The central bank head indicated that the inflation rate is higher in Central and Eastern Europe (CEE) because people in this region spend more of their income on food and energy, which is not as much the case in wealthier Western societies.
Glapiński argued that Polish inflation is pretty much in line with the average for the CEE region, which is around 12 percent. The high rate of base inflation has occurred because of the shocks that have had to be absorbed by businesses with regard to factoring rising energy costs into prices and the high cost of labor due to the healthy situation in the labor market.
According to Statistic Poland (GUS), the retail price index in April fell to 14.7 percent, while the baseline inflation figure actually rose to 12.3 percent in March.
The head of the NBP argued that companies for some time have been increasing both prices and their profit margins, especially in countries with low unemployment such as Poland and Czechia.

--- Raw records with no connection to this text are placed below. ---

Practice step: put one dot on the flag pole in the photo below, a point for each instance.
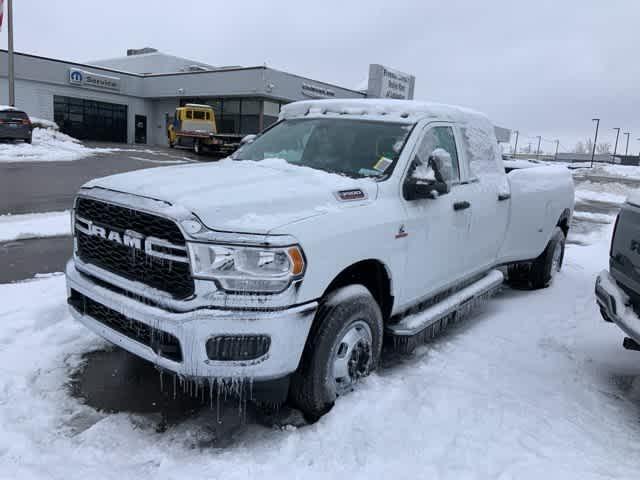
(12, 93)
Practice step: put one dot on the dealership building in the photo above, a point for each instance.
(130, 99)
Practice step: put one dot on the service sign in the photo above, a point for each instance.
(385, 82)
(317, 91)
(86, 79)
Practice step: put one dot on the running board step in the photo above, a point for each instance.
(417, 328)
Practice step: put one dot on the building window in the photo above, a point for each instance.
(91, 120)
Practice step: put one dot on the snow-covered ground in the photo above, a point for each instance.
(34, 225)
(533, 385)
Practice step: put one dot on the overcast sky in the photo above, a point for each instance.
(542, 67)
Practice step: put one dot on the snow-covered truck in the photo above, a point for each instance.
(346, 223)
(618, 289)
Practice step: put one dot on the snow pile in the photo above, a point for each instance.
(533, 385)
(630, 172)
(610, 192)
(48, 145)
(34, 225)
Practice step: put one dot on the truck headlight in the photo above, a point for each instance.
(247, 269)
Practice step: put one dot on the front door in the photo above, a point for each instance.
(437, 228)
(141, 129)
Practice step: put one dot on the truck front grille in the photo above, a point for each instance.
(161, 342)
(171, 276)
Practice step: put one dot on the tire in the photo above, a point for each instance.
(540, 273)
(347, 332)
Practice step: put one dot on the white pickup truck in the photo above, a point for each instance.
(287, 264)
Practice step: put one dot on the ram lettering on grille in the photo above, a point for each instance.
(135, 245)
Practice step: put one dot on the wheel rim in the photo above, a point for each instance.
(556, 259)
(351, 357)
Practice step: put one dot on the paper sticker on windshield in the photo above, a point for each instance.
(382, 164)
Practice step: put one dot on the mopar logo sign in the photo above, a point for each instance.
(75, 76)
(93, 80)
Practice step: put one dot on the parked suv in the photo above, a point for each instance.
(15, 125)
(287, 263)
(618, 289)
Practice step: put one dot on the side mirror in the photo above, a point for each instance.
(430, 179)
(248, 139)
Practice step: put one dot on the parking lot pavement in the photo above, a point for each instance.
(33, 187)
(22, 259)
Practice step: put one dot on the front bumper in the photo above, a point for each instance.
(286, 328)
(615, 306)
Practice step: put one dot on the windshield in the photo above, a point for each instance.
(356, 148)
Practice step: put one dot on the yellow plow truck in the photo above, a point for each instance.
(194, 126)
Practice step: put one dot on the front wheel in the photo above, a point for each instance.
(343, 347)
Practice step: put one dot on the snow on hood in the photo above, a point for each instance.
(241, 196)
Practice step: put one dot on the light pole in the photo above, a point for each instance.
(615, 148)
(626, 150)
(595, 141)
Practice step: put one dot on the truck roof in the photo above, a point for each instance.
(399, 110)
(196, 105)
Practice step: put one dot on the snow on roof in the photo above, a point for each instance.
(409, 110)
(478, 133)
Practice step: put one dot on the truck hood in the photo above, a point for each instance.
(243, 196)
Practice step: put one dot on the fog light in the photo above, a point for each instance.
(237, 347)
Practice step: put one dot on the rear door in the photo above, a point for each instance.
(487, 189)
(625, 250)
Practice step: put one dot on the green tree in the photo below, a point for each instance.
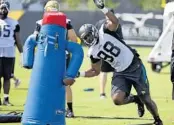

However, he said that this is changing as a result of a fall in demand.
After its latest meeting, the Polish Monetary Policy Council (RPP) kept interest rates at the same level. This is the eighth month in a row of no change, with the rate currently at 6.75 percent. In its statement, the council said the rise in the cost of raw materials and supply chain problems had affected the rate of inflation but that these pressures were now easing, which should confirm the downward trend in the rate of inflation.
Falling demand is predicted to add to that downward trend. As a result, the council stated that earlier tightening of monetary policy has led to a decrease in inflationary pressures and means that Poland is now moving in the right direction with regard to meeting the central bank’s goal of getting the inflation rate back down to 2.5 percent.